Große Netzbetreiber wollen Gebühren von Netflix und Co.
In Europa verbinden sich verschiedene Netzbetreiber wie Telekom,
Vodafone, Orange oder Telefónica gegenseitig, um den globalen
Internetverkehr zu ermöglichen, oft in der Regel kostenfrei oder fast
kostenlos. Auch kleinere Anbieter, große Streamingdienste,
Unternehmen und Universitäten profitieren von diesem Prinzip.
Große Telekommunikationsanbieter wollen jedoch zunehmend Gebühren von
datenintensiven Diensten wie Netflix oder YouTube verlangen, da der
Ausbau von Infrastruktur wie 5G hohe Kosten verursacht - an denen
sich die Nutznießer bisher nicht beteiligen, so die Argumentation der
Netzbetreiber.
Kritiker: Dienste im Internet könnten teurer werden
Die EU-Kommission schlägt zwar eine derartige Netzgebühr nicht vor,
dafür aber die Möglichkeit einer Schlichtung durch Behörden, wenn
sich in Verhandlungen zwischen Netzbetreibern, Cloud-Anbietern und
Inhaltsanbietern keine Lösung ergibt.
Kritiker befürchten, dass die Netzbetreiber dadurch mehr Geld von
denen verlangen könnten, die sich mit ihnen zusammenschalten wollen.
Die entstehenden Kosten könnten etwa Cloud-Anbieter oder
Streamingplattformen auf die Kunden umlegen, befürchtet etwa die
Verbraucherzentrale Bundesverband (vzbv).

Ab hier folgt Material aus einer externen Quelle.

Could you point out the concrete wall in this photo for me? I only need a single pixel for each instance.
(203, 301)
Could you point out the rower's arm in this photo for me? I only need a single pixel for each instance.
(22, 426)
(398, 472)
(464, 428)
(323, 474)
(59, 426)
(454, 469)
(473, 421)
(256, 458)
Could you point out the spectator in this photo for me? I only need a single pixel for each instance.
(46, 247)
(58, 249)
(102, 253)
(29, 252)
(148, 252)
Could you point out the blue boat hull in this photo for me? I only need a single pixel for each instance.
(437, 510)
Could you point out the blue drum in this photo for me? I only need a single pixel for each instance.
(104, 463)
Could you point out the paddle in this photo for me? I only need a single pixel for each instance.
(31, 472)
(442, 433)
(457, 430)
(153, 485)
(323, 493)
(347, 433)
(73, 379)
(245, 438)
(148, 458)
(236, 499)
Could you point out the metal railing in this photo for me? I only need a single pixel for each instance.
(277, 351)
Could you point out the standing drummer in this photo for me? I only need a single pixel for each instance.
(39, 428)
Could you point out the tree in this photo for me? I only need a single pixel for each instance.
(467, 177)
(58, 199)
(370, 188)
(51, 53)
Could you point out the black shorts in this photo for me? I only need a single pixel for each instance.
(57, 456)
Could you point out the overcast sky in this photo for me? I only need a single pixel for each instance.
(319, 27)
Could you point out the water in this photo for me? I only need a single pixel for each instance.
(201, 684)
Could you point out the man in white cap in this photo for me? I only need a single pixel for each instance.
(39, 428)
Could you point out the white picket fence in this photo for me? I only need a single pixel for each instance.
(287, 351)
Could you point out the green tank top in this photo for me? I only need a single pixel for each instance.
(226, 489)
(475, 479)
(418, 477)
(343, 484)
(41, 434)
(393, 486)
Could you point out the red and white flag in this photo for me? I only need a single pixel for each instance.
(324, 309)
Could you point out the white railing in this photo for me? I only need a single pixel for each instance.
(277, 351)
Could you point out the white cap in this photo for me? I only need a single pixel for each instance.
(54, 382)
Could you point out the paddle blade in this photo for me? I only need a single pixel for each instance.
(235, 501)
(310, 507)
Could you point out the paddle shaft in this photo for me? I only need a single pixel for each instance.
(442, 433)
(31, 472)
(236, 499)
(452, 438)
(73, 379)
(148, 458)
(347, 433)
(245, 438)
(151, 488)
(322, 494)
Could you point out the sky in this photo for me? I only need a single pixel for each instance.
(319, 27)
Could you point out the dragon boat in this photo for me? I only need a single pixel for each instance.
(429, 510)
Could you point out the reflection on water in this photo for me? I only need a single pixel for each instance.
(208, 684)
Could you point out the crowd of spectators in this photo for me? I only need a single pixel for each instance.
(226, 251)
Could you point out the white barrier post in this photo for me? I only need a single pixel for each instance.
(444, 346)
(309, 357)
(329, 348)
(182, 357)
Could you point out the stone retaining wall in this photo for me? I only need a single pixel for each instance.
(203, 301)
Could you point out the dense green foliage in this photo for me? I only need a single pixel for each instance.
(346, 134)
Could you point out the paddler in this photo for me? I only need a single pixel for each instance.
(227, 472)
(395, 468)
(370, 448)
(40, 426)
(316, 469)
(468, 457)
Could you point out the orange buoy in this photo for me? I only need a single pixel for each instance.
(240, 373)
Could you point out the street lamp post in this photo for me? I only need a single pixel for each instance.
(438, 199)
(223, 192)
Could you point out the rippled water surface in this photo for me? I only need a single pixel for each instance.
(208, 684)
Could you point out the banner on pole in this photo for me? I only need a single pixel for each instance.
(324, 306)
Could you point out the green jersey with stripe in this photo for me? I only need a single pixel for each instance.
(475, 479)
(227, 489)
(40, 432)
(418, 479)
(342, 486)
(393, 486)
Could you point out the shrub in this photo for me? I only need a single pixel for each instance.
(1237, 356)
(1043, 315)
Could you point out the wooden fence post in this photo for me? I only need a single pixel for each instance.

Auch die Monopolkommission
- ein unabhängiges Beratungsgremium, das die Bundesregierung in
Fragen des Wettbewerbs berät - lehnt eine Schlichtung durch Behörden
ab.
Der Vorschlag der EU-Kommission ist eine Verordnung und keine
Richtlinie - wäre also für Deutschland und die anderen
Mitgliedsländer bindend. Bevor diese aber in Kraft treten kann,
müssen sich zunächst das Europäische Parlament und die EU-Staaten
damit befassen. Sie können dabei auch Änderungsvorschläge machen.
Worauf sich die Institutionen einigen, ist offen.